Monday, June 30, 2008

British Writers' Writing Rooms - Fascinating!

I ADORED this piece from the British paper, The Guardian. It's a survey and collection of writers' writing rooms. My Mom would have loved this. There's a picture and then a paragraph or two of commentary about the space and/or writing habits. It's really fascinating.

Here are the writers I knew of and whose rooms I checked out:
Charles Darwin, Virginia Wolfe, Rudyard Kipling (espeically interesting having just watched the Masterpiece drama, My Boy Jack), George Bernard Shaw, Roald Dahl, Simon Gray, Martin Amis (very amusing, of course), Seamus Heany, Alain de Botton (I actually had an email correspondence with him, long ago - I love his books), Margaret Drabble, Ian Rankin, Antonia Fraser, David Lodge, AS Byatt (sister of Drabble), Hillary Mantel, Sarah Waters, David Hare.

A Change of Climate by Hillary Mantel was one of two of my mother's favorite novels (The other is The Red and the Black by Stendahl). She liked a lot of Mantel's books. Mantel excerpts her new novel on Cromwell in the current issue of The New York Review of Books.
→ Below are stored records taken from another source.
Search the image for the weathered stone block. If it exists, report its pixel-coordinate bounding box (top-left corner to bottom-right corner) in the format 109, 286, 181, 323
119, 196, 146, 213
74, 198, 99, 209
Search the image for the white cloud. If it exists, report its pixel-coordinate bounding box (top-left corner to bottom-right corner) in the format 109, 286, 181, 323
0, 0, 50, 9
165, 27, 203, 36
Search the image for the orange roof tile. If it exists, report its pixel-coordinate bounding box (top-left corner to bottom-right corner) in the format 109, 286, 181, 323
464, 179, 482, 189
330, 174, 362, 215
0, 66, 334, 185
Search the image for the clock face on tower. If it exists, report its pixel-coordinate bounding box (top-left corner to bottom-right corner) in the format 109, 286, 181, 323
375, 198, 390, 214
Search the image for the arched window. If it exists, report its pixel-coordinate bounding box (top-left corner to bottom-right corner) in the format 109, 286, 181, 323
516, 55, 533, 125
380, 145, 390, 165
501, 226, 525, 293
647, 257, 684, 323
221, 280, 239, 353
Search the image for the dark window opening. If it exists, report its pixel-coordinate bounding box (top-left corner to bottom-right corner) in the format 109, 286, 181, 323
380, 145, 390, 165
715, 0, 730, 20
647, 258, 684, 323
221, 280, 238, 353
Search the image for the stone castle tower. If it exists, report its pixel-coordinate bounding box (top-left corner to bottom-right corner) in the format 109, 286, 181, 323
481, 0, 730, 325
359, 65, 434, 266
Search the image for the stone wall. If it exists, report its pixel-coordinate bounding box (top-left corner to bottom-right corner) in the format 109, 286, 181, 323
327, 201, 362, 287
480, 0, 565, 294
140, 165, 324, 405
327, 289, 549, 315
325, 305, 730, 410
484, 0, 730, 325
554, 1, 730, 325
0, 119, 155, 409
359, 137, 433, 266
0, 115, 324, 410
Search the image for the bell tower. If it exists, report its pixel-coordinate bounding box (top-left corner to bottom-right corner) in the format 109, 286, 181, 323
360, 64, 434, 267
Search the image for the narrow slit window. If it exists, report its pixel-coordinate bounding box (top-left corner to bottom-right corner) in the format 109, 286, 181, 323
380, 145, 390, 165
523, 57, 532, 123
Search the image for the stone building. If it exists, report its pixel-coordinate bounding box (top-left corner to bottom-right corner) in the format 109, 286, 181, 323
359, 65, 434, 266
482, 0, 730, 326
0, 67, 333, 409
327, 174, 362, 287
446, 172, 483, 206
What I noticed were two things:
  1. how ordinary the rooms are
  2. how many of their desks face out a window
It struck me I situated and designed my own writing space well, by comparision. (One of the above has a bed for naps. I do too). I looked at these and thought I'd rather write in my own space. I suppose all writers feel that way - that their space is lovely. To me, mine seemed luxurious by comparision, so I suppose I have no excuse. I did yesterday rearrange the furniture so that my desk also faced out the window which has a lovely southern exposure. We'll see if the morning sun with enliven creativity.

My favorite is hard to calibrate - some are favorite because the commentary is funny (Lodge, Amis, and Botton). Others are intrigue and are favored because they contrast so with what I conjure the mind of the writing I know. How does that mind function in that room? (Byatt, Drabble, Fraser). Waters' was positively depraved. There wasn't one where I responded, ahh of course - such a place of course inspires such writing.

So interesting what the imagination creates about the object of admiration....

The assembly and interviews were clearly a lot of work. Thank you Guardian! (Imagine a US paper thinking such an exercise would be of interest to their readers).